Friday, June 13, 2008

Rationality and Totality, Part VII

Here's an example of Orla saying pretty much the opposite of what he's said in recent posts,

“Before we get to that, let's look at your use of "affirmation". I'm probably being reductionistic here, but you seem to equate it with the old hippie slogan of "letting it all hang out" = basically anarchic. As long as it is creative, life-affirming, the free flow of being, it overrides any notion of "selection", meaning any ethical hierarchy. Or it is an affirming YES to life versus the Adorno-like NAY-saying (to the absolutism of the values of Enlightenment and to the general debasement of humanistic value by present day hedonistic materialism.)”

In recent posts, Orla himself has seemed to equate affirmation with the old hippie slogan of "letting it all hang out."

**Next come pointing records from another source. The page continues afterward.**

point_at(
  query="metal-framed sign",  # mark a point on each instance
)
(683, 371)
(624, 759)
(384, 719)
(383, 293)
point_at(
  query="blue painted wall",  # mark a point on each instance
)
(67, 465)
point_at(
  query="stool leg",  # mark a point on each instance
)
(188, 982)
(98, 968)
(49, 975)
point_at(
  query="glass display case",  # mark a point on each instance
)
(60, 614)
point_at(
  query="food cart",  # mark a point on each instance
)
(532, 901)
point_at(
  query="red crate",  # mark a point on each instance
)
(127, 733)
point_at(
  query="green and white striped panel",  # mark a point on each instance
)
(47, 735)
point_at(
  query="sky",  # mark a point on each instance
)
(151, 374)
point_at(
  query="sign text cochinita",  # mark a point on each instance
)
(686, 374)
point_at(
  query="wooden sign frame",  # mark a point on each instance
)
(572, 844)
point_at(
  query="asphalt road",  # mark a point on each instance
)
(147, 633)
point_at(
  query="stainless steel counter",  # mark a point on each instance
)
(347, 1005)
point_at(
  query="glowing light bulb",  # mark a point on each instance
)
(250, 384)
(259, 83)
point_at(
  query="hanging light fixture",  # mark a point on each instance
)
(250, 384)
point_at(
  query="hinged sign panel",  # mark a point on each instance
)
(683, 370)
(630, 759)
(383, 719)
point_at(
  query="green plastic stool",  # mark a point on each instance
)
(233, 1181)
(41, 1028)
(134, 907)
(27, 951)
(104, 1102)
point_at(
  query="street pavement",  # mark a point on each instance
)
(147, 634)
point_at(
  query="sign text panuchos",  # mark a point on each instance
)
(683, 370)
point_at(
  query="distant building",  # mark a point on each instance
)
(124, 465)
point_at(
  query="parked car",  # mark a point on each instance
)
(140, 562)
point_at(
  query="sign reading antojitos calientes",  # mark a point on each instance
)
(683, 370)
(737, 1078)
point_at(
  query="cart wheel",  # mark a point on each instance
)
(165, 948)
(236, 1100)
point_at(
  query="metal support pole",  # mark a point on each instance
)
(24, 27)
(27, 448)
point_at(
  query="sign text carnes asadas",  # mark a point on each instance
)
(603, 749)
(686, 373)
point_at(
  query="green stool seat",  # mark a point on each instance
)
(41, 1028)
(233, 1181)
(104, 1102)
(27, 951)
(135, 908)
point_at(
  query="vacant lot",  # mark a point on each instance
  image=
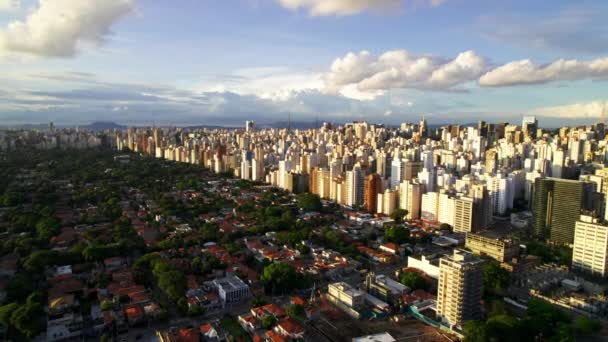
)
(336, 326)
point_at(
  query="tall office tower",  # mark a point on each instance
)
(460, 287)
(483, 206)
(381, 160)
(427, 178)
(285, 166)
(411, 169)
(410, 197)
(397, 166)
(427, 159)
(529, 126)
(430, 206)
(373, 186)
(446, 208)
(354, 187)
(556, 207)
(158, 136)
(249, 125)
(501, 191)
(491, 161)
(557, 166)
(257, 169)
(464, 215)
(387, 202)
(576, 150)
(422, 129)
(482, 127)
(590, 253)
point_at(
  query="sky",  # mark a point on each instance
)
(221, 62)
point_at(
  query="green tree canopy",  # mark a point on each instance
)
(495, 278)
(268, 322)
(413, 280)
(296, 311)
(396, 234)
(309, 201)
(280, 278)
(399, 215)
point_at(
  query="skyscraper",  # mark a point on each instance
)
(556, 207)
(373, 186)
(460, 287)
(590, 253)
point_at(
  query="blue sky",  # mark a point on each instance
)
(221, 62)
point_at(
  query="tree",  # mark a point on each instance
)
(445, 226)
(39, 260)
(502, 328)
(6, 311)
(27, 319)
(280, 278)
(47, 227)
(413, 280)
(258, 301)
(495, 278)
(396, 234)
(586, 326)
(195, 310)
(399, 215)
(475, 331)
(268, 322)
(296, 311)
(309, 201)
(106, 305)
(20, 286)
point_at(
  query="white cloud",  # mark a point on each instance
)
(396, 69)
(9, 5)
(269, 83)
(580, 110)
(59, 28)
(339, 7)
(351, 7)
(526, 72)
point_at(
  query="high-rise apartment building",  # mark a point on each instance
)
(464, 215)
(410, 196)
(501, 250)
(556, 207)
(590, 253)
(460, 288)
(373, 186)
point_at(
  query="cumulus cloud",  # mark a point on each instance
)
(9, 5)
(526, 72)
(59, 28)
(272, 83)
(361, 73)
(349, 7)
(580, 110)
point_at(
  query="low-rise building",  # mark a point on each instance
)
(499, 249)
(231, 289)
(347, 295)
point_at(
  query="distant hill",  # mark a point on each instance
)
(102, 125)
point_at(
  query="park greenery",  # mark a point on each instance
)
(542, 322)
(282, 278)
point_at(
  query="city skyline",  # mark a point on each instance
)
(386, 61)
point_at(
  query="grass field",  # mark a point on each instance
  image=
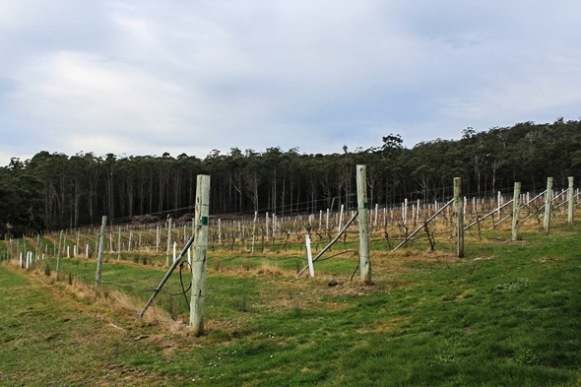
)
(509, 314)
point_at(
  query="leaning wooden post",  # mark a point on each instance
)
(101, 250)
(516, 213)
(458, 204)
(363, 210)
(571, 202)
(548, 204)
(199, 264)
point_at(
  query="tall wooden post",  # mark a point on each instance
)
(458, 204)
(548, 204)
(199, 264)
(571, 202)
(100, 255)
(169, 243)
(363, 210)
(516, 213)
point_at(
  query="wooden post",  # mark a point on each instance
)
(516, 212)
(340, 224)
(253, 232)
(309, 255)
(571, 202)
(169, 244)
(199, 264)
(548, 204)
(363, 210)
(58, 257)
(459, 217)
(101, 250)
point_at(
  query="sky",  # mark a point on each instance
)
(148, 77)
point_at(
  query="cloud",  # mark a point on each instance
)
(149, 77)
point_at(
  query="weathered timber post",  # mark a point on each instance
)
(309, 255)
(199, 264)
(516, 213)
(571, 202)
(254, 232)
(548, 204)
(169, 244)
(58, 257)
(101, 250)
(458, 204)
(363, 210)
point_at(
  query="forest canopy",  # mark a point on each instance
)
(53, 190)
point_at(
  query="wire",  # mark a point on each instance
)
(184, 291)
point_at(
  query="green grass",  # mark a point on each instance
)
(507, 315)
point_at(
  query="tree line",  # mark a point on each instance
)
(53, 190)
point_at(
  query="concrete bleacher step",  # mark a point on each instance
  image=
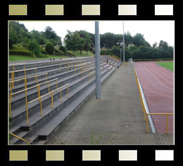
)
(50, 128)
(19, 99)
(58, 75)
(41, 74)
(36, 121)
(20, 112)
(41, 67)
(20, 66)
(21, 129)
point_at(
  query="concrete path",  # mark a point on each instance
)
(116, 119)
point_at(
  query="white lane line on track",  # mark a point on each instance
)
(162, 76)
(155, 78)
(165, 70)
(153, 83)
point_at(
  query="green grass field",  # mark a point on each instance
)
(167, 65)
(25, 58)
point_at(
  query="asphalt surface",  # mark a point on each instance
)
(116, 119)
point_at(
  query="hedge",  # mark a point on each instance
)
(20, 52)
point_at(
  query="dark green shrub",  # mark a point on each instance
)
(49, 48)
(20, 52)
(35, 48)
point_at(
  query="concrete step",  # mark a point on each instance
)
(54, 125)
(42, 69)
(46, 63)
(37, 121)
(18, 100)
(20, 112)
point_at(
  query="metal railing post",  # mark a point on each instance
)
(56, 83)
(46, 77)
(51, 99)
(166, 123)
(60, 94)
(41, 107)
(38, 90)
(75, 68)
(10, 97)
(12, 77)
(48, 87)
(27, 111)
(147, 123)
(67, 90)
(25, 82)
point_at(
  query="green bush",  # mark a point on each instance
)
(20, 52)
(35, 48)
(49, 48)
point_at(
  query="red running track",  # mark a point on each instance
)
(157, 85)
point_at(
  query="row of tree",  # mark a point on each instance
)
(19, 34)
(135, 46)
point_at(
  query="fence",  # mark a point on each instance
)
(40, 100)
(26, 89)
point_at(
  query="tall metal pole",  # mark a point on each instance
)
(97, 61)
(123, 43)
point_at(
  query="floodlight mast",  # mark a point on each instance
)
(123, 43)
(97, 61)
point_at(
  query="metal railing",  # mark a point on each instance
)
(15, 64)
(13, 74)
(40, 100)
(144, 110)
(20, 138)
(26, 89)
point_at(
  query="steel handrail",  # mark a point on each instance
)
(20, 138)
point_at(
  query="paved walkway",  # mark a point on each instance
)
(116, 119)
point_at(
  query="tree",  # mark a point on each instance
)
(62, 48)
(128, 39)
(155, 45)
(49, 48)
(33, 46)
(52, 36)
(163, 45)
(139, 40)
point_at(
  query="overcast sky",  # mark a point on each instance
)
(153, 31)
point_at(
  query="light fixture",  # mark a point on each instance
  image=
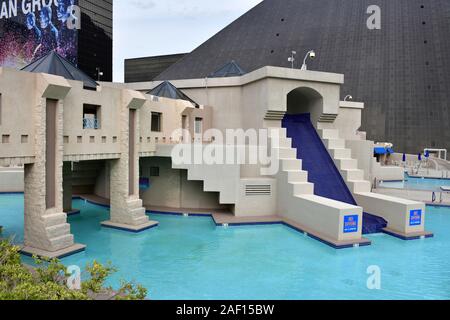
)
(291, 59)
(310, 54)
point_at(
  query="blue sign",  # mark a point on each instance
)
(351, 224)
(144, 183)
(415, 218)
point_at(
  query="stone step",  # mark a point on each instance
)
(291, 164)
(341, 153)
(334, 144)
(62, 242)
(58, 230)
(329, 133)
(141, 220)
(297, 176)
(359, 186)
(346, 164)
(54, 219)
(282, 142)
(135, 204)
(281, 132)
(137, 213)
(354, 174)
(302, 188)
(287, 153)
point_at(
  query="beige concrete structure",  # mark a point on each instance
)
(135, 135)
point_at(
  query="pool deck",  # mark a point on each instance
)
(416, 195)
(225, 218)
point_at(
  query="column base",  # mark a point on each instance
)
(73, 212)
(130, 228)
(76, 248)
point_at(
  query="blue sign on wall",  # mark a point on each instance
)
(351, 224)
(415, 218)
(144, 183)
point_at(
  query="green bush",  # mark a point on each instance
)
(47, 281)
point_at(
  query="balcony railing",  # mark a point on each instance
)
(89, 123)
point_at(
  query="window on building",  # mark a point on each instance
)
(91, 116)
(198, 125)
(154, 171)
(156, 122)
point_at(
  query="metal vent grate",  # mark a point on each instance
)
(258, 190)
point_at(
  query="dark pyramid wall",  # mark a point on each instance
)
(401, 72)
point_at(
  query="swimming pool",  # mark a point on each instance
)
(191, 258)
(412, 183)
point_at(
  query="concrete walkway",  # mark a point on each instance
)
(224, 218)
(416, 195)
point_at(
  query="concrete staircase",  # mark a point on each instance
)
(342, 157)
(290, 167)
(321, 217)
(395, 211)
(223, 179)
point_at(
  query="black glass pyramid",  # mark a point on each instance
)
(53, 63)
(401, 71)
(231, 69)
(168, 90)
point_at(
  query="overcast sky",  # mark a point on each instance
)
(155, 27)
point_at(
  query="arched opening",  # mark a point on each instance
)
(305, 100)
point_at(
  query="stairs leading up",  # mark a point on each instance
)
(333, 178)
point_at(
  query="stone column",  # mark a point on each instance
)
(47, 232)
(127, 212)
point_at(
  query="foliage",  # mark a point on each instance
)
(47, 281)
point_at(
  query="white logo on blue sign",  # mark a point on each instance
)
(351, 224)
(415, 218)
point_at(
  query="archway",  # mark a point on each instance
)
(305, 100)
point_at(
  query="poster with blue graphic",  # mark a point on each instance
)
(415, 218)
(351, 224)
(29, 29)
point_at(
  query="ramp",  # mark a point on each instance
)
(321, 168)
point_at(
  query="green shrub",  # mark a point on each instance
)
(47, 281)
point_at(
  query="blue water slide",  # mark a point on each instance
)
(322, 171)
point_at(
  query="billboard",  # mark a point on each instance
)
(30, 29)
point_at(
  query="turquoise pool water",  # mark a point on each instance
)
(412, 183)
(191, 258)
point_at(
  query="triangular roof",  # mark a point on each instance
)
(168, 90)
(53, 63)
(231, 69)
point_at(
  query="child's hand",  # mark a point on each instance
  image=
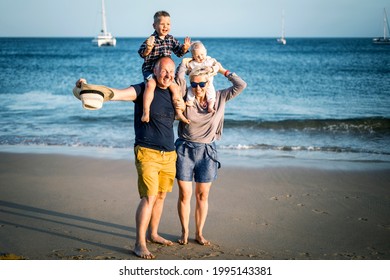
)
(187, 43)
(150, 41)
(80, 82)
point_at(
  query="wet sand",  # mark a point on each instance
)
(55, 207)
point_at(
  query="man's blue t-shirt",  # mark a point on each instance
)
(158, 132)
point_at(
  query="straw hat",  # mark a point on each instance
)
(92, 96)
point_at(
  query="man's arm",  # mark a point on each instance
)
(126, 94)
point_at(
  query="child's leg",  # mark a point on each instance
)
(210, 95)
(210, 105)
(176, 96)
(147, 99)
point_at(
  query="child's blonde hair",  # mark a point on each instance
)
(196, 46)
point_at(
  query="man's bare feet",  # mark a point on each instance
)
(143, 252)
(202, 241)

I am not concerning myself with "catching" Orla in a contradiction, (though it would be dishonest to say the "discrepancy" did not present itself to me, first pass, as a contradiction.) I also do not believe the problem is Orla failing to express himself properly, or being forgetful, or contentious for the sake of being contentious,(so that no matter which way I turn, he disagrees.) Least of all do I believe Orla is equivocal or dishonest.

I DO NOT explain this competition of sides in Orla in psychoanalytical terms, as the play of the unconscious, tricking him.

2 Comments:

Blogger Christoffer said...

The case of Orla,

Orla wrote: "within prison of linguistics we are locked in binary thinking and simile."

No wonder that Orla himself falls victim to the binary thinking he supposedly set out to critize in the
first place. The mistake he commits is believing that the underpinnings of language as a structure
or system (linguistic) is binary opposition. It is not. The structural underpinnings are differences. No sign is ever defined
positively in a linguistic system. The essential distinction to make here is between difference and opposition.


Perhaps Orla have become so radicalized in his thinking, that he can only think difference as opposition, in fact much like Hegel.
This way everything becomes either-or: being or becoming, squares or plasma, flow or frozen etc.

A good example of this is his misinterpretation of Adornos criticism of the enlightenment dialectics when he refers to
"..the Adorno-like NAY-saying (to the absolutism of the values of Enlightenment".

Adorno believed that the dialectics of enlightenment was a two-fold one, between nature and man, and between man and his
values. And that the values became instruments for dominating nature and this way executed as values.

Adornos problem with the enlightenment was not that it claimed absolute values. Saying so is in error but also
an oversimplification of the enlightenment problem. More importantly it is a symptom of an either-or ideology: if we want
to get rid of something we just ascribe absolutism to it, and per "post modernistic" tradition we can classify it as bad because
it hinders "emerging flow of creativity". This way of thinking is self-limiting to the extreme.

5:01 AM  
Blogger Christoffer said...

It does appear that Orlas hegelian discourse camouflaging as Deleuzian vitalism, has to some extent corrupted this blog.

However the critique of the Case of Orla may open up for a new relationship to the enlightenment, based more on difference and distinction, rather than repetition and opposition.